The Oxford English Dictionary celebrated its 130th anniversary last week.
On the 29th January 1884, the first installment of the Oxford English Dictionary was published. It covered the words from A to Ant.
The origin of the dictionary is traced back to 1857, when three members of the Philological Society of London, Richard Chenevix Trench, Herbert Coleridge and Frederick Furnivall, decided to completely re-examine the English language and create a new and better organised English dictionary.
The project proceeded very slowly after Trench left the project to take up the position of the Dean of Westminster and Coleridge, having assembled 100,000 quotation slips, died of tuberculosis. Furnivall continued with it for a while but progress was slow.
In 1879, an agreement was made with the Oxford University Press and a Scottish grammar school teacher called James A.H Murray to revive the project.

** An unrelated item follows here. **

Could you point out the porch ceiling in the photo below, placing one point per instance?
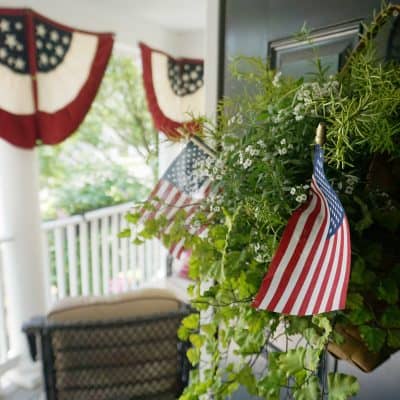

Murray envisaged that the project would be finished within ten years and that the dictionary would consist of four-volumes and 6,400 pages, including all the English language vocabulary from the Early Middle English period (1150 AD) onward.
The project in fact took 44 years to complete and the first complete edition, which was published in April 1928, consisted of 15,000 pages and 400,000 words.
Since then the dictionary has been updated a number of times by supplements. The Oxford University Press, who still produce the dictionary, also spent 13.5 million pounds over five years in order to create an electronic version of the dictionary which could then be more easily altered and updated.
Today the dictionary is available in print as well as an online publication. It is also in the process of its first major revision, the results of which are posted online every three months.
Emma Coombs, an English student at University College, commented, “The dictionary is unlike any other and cites the etymology of every word whether current or obsolete. I can’t get my head around how they do it now, let alone then.”
She added, “Most English students probably have a love/hate relationship with it; I mean it is great but having whole classes and lectures dedicated to it’s use seems excessive.
“It can really open up literature though, knowing that Chaucer or Milton are the first citations for certain words can illuminate their works. I like that it looks forward too and the fact that it’s under constant revision means it doesn’t get left behind.”
A second year English student at Keble, said, “It is well-known that the English language is constantly evolving and expanding, so the fact that the OED still remains current is a testament to the dedication of its many editors and contributors over the years.”
“Not just a resource for looking up definitions (and filling up essay word-counts), it also gives us a sense of the history of the English language even as we witness and participate in its ongoing revitalisation.”